PMQs sketch: Boris Johnson gets amnesia as questions pile up about ‘Dave’


W

hen Boris Johnson starts a sentence with “the honest truth is”, it’s probably time to check FullFact’s twitter feed.

One of the best moments in a lively Prime Minister’s Questions was when Labour MP Ruth Cadbury ambushed Johnson with the simple question: when did you last meet David Cameron.

The PM froze as if he had blundered into a glass window and pondered what to say.  “The honest truth is I cannot remember when I last spoke to Dave,” he said. 

It wasn’t a great response. The use of “Dave” reminded us that Boris was part of the same chumocracy before they all fell out over Brexit. The apparent amnesia sounded a little too convenient for Labour MPs who hooted in unison.

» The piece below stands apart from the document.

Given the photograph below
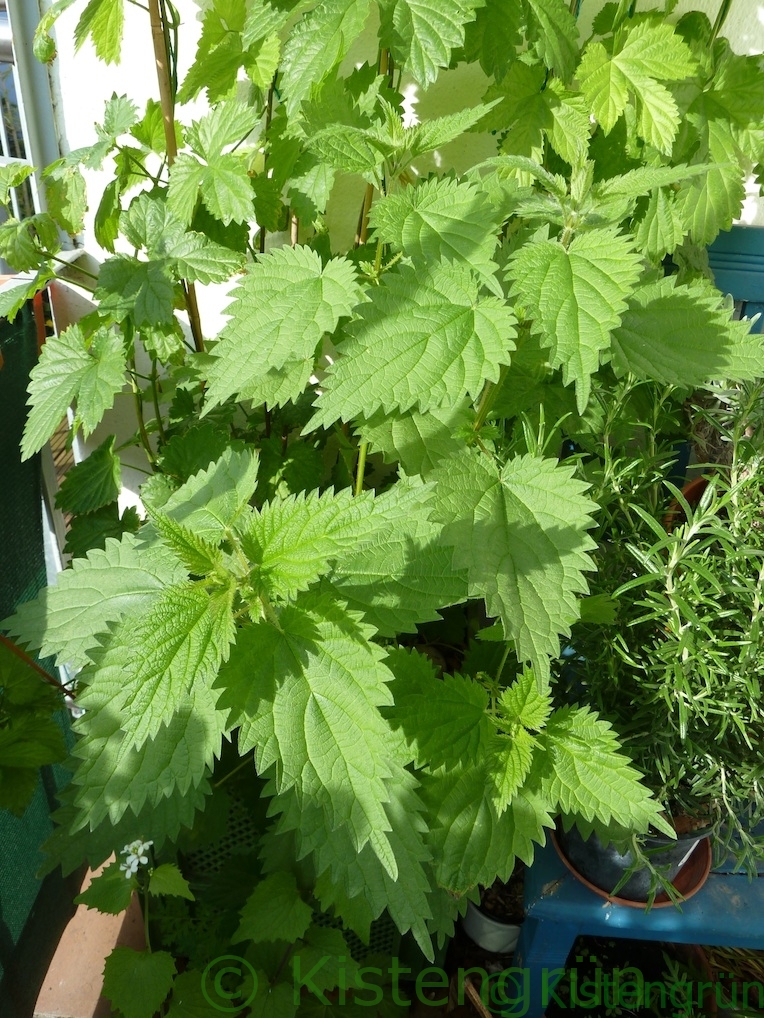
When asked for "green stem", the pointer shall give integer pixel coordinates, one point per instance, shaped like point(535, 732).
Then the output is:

It was a good day for London Labour backbenchers.  Vicky Foxcroft had the PM nonplussed by switching into British Sign Language to ask why there was no interpreter for deaf people at Government briefings. Startled by the sudden silence over a video link, Johnson stammered: “I will revert to her as soon as I can.”

Ms Foxcroft really needs no interpreter. Teeth bared, eyes flashing, lip curled into a sneer, nobody watching TV with the volume turned down would fail to guess she would be happier questioning the PM with a baseball bat.

Sir Keir Starmer also had a good day.  The Greensill Capital furore was the sort of open goal that invites Opposition leaders to mess up, to run up too hard to the penalty spot and trip over the ball. However, Starmer was pitch perfect, laced with hard-edged crowd pleasing humour.

“Does the Prime Minister believe that the current lobbying rules are fit for purpose?” he started softly

Johnson conceded: “I indeed share the widespread concern about some of the stuff that we’re reading at the moment.”  What an artful phrase “some of the stuff” was, suggesting feint disgust about something the cat dragged in that nice people didn’t need to discuss in detail.  Johnson said it was a good idea for civil servants to talk with business but conceded “it’s not clear that those boundaries had been properly understood”.

Starmer stepped things up.  Every day there was “further evidence of the sleaze that’s now at the heart of this Conservative Government. Does the Prime Minister accept there’s a revolving door, indeed an open door, between his Conservative Government and paid lobbyists?”